On Optimizing Interventions in Shared Autonomy
Tan, Weihao, Koleczek, David, Pradhan, Siddhant, Perello, Nicholas, Chettiar, Vivek, Rohra, Vishal, Rajaram, Aaslesha, Srinivasan, Soundararajan, Hossain, H M Sajjad, Chandak, Yash
Shared autonomy refers to approaches for enabling an autonomous agent to collaborate with a human with the aim of improving human performance. However, besides improving performance, it may often also be beneficial that the agent concurrently accounts for preserving the user's experience or satisfaction of collaboration.
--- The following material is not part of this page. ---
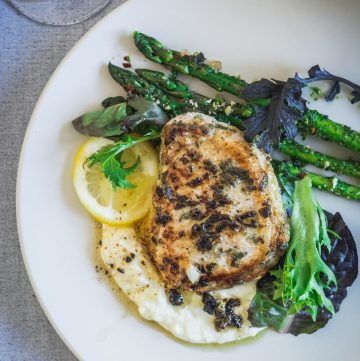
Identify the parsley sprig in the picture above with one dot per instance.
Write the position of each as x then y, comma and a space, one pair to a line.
109, 159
In order to address this additional goal, we examine approaches for improving the user experience by constraining the number of interventions by the autonomous agent. We propose two model-free reinforcement learning methods that can account for both hard and soft constraints on the number of interventions. We show that not only does our method outperform the existing baseline, but also eliminates the need to manually tune a black-box hyperparameter for controlling the level of assistance. We also provide an in-depth analysis of intervention scenarios in order to further illuminate system understanding.